Search code examples
pythonjsonunicodemojibake

Mojibake when reading JSON containing escaped unicode - wrongly decoded as Latin-1?


I have a JSON file that contains /u escaped unicode characters, however when I read this in Python, the escaped characters are seemingly incorrectly decoded as Latin-1 rather than UTF-8. Calling .encode('latin-1').decode('utf-8') on the affected strings seems to fix this, but why is it happening, and is there a way to specify to json.load that escape sequences should be read as unicode rather than Latin-1?

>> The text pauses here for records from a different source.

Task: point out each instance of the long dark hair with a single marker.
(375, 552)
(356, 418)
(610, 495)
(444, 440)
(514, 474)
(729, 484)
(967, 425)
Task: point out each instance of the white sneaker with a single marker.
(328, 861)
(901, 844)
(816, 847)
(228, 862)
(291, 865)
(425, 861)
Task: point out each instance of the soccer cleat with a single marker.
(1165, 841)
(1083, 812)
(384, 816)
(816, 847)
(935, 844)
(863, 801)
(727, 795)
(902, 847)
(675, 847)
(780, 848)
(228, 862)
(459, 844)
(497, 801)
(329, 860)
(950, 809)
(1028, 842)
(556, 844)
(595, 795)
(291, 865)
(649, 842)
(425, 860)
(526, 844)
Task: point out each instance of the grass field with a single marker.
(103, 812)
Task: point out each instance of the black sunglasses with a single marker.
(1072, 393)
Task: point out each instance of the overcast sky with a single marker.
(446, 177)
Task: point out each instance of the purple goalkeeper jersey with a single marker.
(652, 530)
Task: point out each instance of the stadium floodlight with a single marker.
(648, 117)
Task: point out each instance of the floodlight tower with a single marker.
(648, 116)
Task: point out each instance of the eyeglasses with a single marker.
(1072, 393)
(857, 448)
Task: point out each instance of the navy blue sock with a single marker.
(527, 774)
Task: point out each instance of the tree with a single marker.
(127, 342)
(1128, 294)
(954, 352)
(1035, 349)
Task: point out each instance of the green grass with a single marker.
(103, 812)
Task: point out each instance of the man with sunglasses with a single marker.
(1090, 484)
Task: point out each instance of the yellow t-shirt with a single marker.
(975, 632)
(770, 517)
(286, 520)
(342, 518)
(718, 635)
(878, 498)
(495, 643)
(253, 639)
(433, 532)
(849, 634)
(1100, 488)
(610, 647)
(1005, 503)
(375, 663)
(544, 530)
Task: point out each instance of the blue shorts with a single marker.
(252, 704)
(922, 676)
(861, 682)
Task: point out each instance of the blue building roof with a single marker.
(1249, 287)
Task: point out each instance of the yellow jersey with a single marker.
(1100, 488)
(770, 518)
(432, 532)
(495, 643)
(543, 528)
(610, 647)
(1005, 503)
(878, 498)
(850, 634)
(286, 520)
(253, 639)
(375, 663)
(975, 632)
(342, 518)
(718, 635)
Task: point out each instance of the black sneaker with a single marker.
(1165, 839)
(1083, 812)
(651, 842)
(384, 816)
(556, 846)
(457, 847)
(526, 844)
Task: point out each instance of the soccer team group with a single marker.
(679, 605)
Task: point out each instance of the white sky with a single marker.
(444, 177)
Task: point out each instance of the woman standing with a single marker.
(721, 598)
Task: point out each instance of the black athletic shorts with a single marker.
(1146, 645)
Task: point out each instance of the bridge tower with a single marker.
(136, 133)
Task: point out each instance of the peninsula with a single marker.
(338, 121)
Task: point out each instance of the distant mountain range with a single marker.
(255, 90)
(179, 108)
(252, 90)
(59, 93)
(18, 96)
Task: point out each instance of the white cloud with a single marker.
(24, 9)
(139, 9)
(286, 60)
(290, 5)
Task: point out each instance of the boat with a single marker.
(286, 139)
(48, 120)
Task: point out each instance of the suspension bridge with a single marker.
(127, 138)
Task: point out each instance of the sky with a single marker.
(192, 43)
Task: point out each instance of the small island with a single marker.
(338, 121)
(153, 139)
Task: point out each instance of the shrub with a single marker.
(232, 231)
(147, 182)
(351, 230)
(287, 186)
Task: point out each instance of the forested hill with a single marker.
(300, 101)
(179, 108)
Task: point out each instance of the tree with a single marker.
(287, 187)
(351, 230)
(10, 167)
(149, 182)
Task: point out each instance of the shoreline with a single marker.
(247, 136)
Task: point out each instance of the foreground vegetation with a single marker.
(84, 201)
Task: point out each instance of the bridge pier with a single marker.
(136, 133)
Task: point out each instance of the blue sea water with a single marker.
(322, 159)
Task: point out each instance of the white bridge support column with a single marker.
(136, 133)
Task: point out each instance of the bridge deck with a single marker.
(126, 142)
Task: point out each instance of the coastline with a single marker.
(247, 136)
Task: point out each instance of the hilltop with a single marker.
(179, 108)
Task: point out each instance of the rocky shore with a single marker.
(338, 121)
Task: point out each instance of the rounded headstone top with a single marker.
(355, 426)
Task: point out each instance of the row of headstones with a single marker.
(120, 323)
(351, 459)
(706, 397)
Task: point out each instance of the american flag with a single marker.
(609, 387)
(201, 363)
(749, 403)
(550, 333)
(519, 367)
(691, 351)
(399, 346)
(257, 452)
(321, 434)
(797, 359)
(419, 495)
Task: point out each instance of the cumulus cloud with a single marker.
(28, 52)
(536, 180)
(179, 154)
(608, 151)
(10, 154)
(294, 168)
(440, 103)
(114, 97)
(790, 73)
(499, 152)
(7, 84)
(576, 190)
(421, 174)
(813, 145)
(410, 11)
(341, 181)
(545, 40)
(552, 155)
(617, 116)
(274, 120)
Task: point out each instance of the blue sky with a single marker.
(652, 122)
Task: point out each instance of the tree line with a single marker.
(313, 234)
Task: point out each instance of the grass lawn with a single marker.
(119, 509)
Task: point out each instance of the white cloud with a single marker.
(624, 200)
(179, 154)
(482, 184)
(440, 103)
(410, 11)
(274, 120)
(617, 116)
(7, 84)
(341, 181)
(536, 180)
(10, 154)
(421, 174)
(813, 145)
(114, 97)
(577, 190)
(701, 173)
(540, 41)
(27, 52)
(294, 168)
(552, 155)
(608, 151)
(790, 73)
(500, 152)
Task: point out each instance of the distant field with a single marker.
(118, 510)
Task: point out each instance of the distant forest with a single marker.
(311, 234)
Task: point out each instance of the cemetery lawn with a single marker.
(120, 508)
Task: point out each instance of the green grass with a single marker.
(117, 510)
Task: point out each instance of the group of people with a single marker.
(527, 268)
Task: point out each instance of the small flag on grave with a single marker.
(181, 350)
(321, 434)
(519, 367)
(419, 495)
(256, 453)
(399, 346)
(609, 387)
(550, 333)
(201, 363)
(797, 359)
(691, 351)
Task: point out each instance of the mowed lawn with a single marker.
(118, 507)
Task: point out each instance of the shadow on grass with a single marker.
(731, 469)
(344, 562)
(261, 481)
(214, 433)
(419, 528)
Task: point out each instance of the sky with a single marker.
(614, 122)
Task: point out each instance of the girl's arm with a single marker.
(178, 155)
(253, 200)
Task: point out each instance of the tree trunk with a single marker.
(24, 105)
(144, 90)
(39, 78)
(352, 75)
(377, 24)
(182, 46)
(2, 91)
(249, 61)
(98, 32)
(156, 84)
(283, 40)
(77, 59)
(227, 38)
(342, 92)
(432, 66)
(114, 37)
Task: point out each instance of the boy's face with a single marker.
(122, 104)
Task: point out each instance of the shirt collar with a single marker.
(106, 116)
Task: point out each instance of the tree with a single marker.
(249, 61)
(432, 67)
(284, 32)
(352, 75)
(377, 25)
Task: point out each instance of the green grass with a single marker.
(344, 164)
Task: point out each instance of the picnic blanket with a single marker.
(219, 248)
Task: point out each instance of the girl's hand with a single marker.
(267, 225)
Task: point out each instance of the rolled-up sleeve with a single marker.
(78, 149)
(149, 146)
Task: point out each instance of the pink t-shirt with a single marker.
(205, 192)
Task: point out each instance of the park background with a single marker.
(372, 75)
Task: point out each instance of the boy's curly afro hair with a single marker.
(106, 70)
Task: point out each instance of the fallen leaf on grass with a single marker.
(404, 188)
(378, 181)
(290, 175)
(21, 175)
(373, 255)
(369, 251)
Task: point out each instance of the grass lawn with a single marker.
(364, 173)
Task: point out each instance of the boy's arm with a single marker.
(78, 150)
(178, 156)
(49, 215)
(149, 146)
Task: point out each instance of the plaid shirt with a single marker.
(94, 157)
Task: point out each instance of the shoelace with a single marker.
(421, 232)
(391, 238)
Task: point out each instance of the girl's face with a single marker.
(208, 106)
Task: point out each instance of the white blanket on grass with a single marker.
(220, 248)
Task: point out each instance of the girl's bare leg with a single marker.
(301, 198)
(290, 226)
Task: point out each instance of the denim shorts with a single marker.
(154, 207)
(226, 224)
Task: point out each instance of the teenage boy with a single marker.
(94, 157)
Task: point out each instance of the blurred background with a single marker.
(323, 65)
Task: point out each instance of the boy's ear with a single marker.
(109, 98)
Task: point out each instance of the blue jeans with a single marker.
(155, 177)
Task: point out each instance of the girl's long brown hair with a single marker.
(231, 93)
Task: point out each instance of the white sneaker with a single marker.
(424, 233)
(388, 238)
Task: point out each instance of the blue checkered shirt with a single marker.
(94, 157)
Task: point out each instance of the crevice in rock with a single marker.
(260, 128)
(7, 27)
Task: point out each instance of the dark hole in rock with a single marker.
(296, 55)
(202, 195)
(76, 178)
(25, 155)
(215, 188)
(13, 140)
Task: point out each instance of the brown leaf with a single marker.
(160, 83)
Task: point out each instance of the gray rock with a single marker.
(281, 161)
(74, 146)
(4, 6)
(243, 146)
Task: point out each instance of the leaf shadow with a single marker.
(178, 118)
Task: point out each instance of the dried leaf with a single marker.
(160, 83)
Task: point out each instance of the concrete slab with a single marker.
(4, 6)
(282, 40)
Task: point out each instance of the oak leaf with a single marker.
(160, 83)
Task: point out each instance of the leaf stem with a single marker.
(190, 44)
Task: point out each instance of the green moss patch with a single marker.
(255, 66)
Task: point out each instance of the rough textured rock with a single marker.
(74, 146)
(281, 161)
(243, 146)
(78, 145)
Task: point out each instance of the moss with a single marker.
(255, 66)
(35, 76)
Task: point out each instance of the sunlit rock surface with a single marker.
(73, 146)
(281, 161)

JSON file message.json, which should contain a message composed of a "Grinning Face With Sweat" emoji:

{
    "message": "\u00f0\u009f\u0098\u0085"
}

Python:

>>> with open('message.json') as infile:
...     msg_json = json.load(infile)
... 
>>> msg_json
{'message': 'ð\x9f\x98\x85'}
>>> msg_json['message']
'ð\x9f\x98\x85'
>>> msg_json['message'].encode('latin-1').decode('utf-8')
'😅'

Setting the encoding parameter in open or json.load doesn't seem to change anything, as the JSON file is plain ASCII, and the unicode is escaped within it.


Solution

  • What you have there is not the correct notation for the 😅 emoji; it really means "ð" and three undefined codepoints, so the translation you get is correct! (The \u... notation is independent of encoding.)

    The proper notation for 😅, unicode U+1F605, in JavaScript is \ud83d\ude05. Use that in the JSON.

    {
        "message": "\ud83d\ude05"
    }
    

    If, on the other hand, your question is how you can get the correct results from the wrong data, then yes, as the comments say you may have to run through some hoops to do that.